Weitere Kriterien für die Beschaffung sind die Wasserdampfdurchlässigkeit der Folie in Gramm je Quadratmeter und Tag, Siegelnahtqualität und Prüfbarkeit der Naht, Verträglichkeit der VCI-Chemie mit Nichteisenmetallen und Kunststoffen, Kennzeichnung nach Verordnung (EG) Nr. 1272/2008 bei einstufungspflichtigen Zubereitungen, Eignung für Lufttransport und Entsorgungsweg. Bei Holzumverpackungen für den Export kommt die Behandlungspflicht nach ISPM 15 hinzu. Für Verpackungen, die beim privaten Endverbraucher anfallen, bestehen Registrierungs- und Beteiligungspflichten nach VerpackG über LUCID; Aluminiumverbunde stehen unter der Verordnung (EU) 2025/40 hinsichtlich Recyclingfähigkeit unter Beobachtung.

Anbieter im Verzeichnis

Das Feld gliedert sich in Hersteller von Trockenmitteln und Sorptionsprodukten, Anbieter von VCI-Korrosionsschutzmaterialien und Systemhäuser für Ladungs- und Exportsicherung.

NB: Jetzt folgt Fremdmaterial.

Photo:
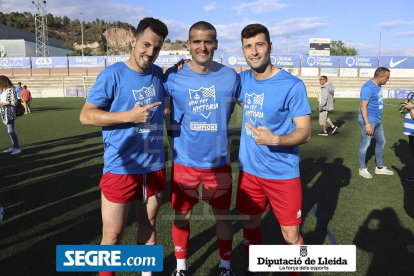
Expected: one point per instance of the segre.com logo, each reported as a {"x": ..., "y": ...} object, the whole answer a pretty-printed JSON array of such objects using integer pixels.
[{"x": 109, "y": 258}]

Eingetragen sind die TROPACK Packmittel GmbH in Lahnau, die EXCOR Korrosionsschutz-Technologien und -Produkte GmbH in Hann. Münden, die BRANOpac GmbH in Lich sowie die Cordstrap GmbH in Mönchengladbach.

Verwandte Leistungen sind Exportverpackung, Kantenschutz und Ladungssicherung, Folien und flexible Verpackungen sowie Verpackungsprüfung und Labore.

Häufige Fragen

Trockenmittel oder VCI?

Trockenmittel setzt eine dichte Sperrschichtverpackung voraus und schützt auch Nichtmetalle. VCI wirkt auf Metalloberflächen, verzeiht kleine Undichtigkeiten und erfordert kein Ausrechnen von Feuchtemengen, muss aber zum Werkstoff passen.

Wie lange hält der Schutz?

Das ergibt sich aus Sperrschichtqualität, eingesetzter Trockenmittelmenge und Klimabelastung. Die Schutzdauer ist damit eine Rechengröße und keine Produkteigenschaft.

Wozu Feuchteindikatoren?

Sie zeigen beim Öffnen, ob die Verpackung ihre Funktion erfüllt hat, und dienen als Nachweis in Schadensfällen gegenüber Versicherern und Kunden.